When Barenboim first took up the baton there were some other pianists who occasionally conducted, but it was generally frowned upon. You either did one thing or the other. Barenboim simply ignored such views and, from the mid-Sixties, struck up a close relationship conducting the English Chamber Orchestra. In 1975 he took up his first music directorship, with the Paris Orchestra, which he led for 14 years. He dominates the musical scene in Berlin now as he once did in Paris. But in 1988, having barely moved in to his office as director of the new Bastille Opera, he was sacked after accusations of greed following the revelation of his conducting fees. Today he is reputed to earn more than £1.5m a year from his two conducting positions, in Berlin and as music director of the Chicago Symphony Orchestra, which he became in 1991.

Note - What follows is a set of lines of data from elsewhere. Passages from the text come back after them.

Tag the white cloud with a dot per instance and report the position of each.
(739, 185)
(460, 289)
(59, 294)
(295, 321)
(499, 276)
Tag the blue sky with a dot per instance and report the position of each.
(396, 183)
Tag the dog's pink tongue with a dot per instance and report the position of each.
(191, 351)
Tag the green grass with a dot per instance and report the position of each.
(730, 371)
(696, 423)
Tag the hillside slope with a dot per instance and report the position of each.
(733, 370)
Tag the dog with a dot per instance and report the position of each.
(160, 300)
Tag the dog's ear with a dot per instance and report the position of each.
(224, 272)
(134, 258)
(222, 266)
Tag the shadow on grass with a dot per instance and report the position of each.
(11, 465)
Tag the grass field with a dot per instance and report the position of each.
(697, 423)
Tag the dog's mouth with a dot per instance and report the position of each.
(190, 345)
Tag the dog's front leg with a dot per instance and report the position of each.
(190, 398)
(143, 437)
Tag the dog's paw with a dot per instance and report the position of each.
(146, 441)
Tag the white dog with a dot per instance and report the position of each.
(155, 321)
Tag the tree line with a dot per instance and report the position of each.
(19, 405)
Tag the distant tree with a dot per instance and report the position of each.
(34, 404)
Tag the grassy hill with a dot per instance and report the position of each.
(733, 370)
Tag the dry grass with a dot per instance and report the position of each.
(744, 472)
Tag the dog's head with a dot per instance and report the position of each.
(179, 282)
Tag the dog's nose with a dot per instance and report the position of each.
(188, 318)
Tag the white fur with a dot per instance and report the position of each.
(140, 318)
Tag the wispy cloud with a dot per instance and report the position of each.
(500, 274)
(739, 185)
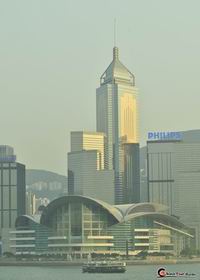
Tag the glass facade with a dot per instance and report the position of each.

When he took over the Deutsche Staatsoper in 1992, it had not lived up to its traditions for decades. He has turned it into one of the most renowned opera houses in the world. His life has been one long, restless whirlwind of activity, the musical inseparable from the rest. Another great musical lifeforce, the Russian cellist Mstislav Rostropovich, celebrated his 75th birthday last week. Rostropovich is so much the Grand Old Man of classical music that it is difficult to think that only 15 years separate them. Barenboim remains as youthful in spirit, and as keen to provoke and to challenge as ever, as he ends his sixth decade.